The fund lost 29 percent this year through Dec. 23, its second-worst performance after a 30 percent decline in 2008. Berkowitz, 53, started the fund in 1999.
Fairholme Fund had 76 percent of its stock holdings in financial shares as of Aug. 31, including New York-based American International Group Inc. and Charlotte, North Carolina- based Bank of America Corp., Morningstar data show. Financial shares have declined about 18 percent this year, making them the worst-performing group in the Standard & Poor’s 500 Index.
Berkowitz has also been hurt by his investment in St. Joe Co., a Watersound, Florida, real estate firm. Berkowitz was elected chairman of the company in March after he criticized the previous management’s spending and corporate governance.
Fairholme owned 29 percent of St. Joe as of Oct. 1, Bloomberg data show, making the firm the largest shareholder. St.

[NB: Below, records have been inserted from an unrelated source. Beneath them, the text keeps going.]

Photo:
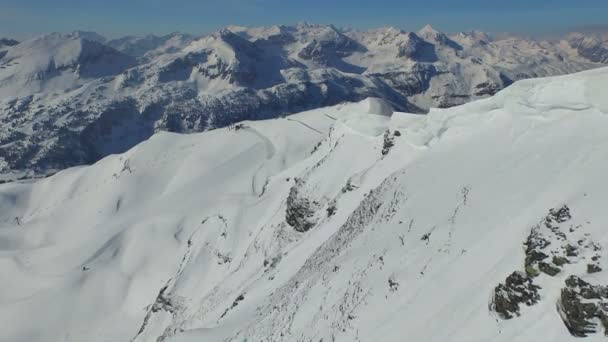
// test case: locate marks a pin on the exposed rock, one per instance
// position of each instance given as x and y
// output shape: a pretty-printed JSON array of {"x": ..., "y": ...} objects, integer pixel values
[
  {"x": 581, "y": 305},
  {"x": 300, "y": 211},
  {"x": 593, "y": 268},
  {"x": 389, "y": 142},
  {"x": 517, "y": 289}
]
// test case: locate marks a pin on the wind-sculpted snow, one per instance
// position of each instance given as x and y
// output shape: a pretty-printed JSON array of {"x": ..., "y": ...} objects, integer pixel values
[
  {"x": 72, "y": 99},
  {"x": 482, "y": 222}
]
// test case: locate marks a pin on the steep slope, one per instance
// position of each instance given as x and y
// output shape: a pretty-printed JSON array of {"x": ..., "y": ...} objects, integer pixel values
[
  {"x": 483, "y": 222},
  {"x": 149, "y": 46},
  {"x": 5, "y": 44},
  {"x": 67, "y": 100}
]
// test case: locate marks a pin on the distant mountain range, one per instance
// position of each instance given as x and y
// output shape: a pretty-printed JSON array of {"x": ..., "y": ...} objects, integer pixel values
[{"x": 71, "y": 99}]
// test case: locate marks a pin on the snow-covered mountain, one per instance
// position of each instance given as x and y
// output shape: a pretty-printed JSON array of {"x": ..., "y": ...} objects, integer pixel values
[
  {"x": 482, "y": 222},
  {"x": 71, "y": 99}
]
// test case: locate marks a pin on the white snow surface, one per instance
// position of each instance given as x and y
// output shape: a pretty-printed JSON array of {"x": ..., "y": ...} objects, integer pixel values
[{"x": 184, "y": 237}]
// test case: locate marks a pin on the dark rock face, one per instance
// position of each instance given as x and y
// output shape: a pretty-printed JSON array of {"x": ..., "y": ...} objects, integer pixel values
[
  {"x": 226, "y": 77},
  {"x": 581, "y": 305},
  {"x": 389, "y": 142},
  {"x": 591, "y": 48},
  {"x": 333, "y": 45},
  {"x": 538, "y": 243},
  {"x": 517, "y": 289},
  {"x": 300, "y": 211}
]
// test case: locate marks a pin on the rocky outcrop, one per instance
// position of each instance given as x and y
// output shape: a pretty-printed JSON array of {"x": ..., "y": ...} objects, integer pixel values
[
  {"x": 181, "y": 84},
  {"x": 300, "y": 210},
  {"x": 518, "y": 289},
  {"x": 582, "y": 305}
]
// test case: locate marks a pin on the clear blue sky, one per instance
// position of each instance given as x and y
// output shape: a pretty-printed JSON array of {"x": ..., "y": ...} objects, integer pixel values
[{"x": 24, "y": 18}]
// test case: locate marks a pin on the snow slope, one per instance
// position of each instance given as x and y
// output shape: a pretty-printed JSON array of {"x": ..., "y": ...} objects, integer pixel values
[
  {"x": 72, "y": 99},
  {"x": 343, "y": 223}
]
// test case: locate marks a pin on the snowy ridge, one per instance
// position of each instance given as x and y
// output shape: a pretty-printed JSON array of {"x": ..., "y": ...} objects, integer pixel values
[
  {"x": 72, "y": 99},
  {"x": 345, "y": 223}
]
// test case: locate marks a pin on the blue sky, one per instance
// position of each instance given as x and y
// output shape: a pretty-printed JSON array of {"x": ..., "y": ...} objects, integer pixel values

Joe shares have fallen 30 percent in 2011.
Investors pulled money from Fairholme Fund for nine consecutive months through November with net redemptions totaling more than $7 billion over that stretch, Morningstar data show.
Dan Teed, president of Wedgewood Investors Inc., dumped his holdings in Fairholme Fund several months ago.
“They were concentrated in areas we were not comfortable with,” Teed said today in a telephone interview from Erie, Pennsylvania. His firm manages more than $100 million.
Sears is the sixth-worst performer in the S&P this year, according to data compiled by Bloomberg. Bank of America, the fourth-worst performer, was Fairholme Fund’s fifth-largest holding as of Aug. 31.
Lampert, who along with his hedge fund owns 60 percent of Sears, has presided over 18 consecutive quarters of declining sales.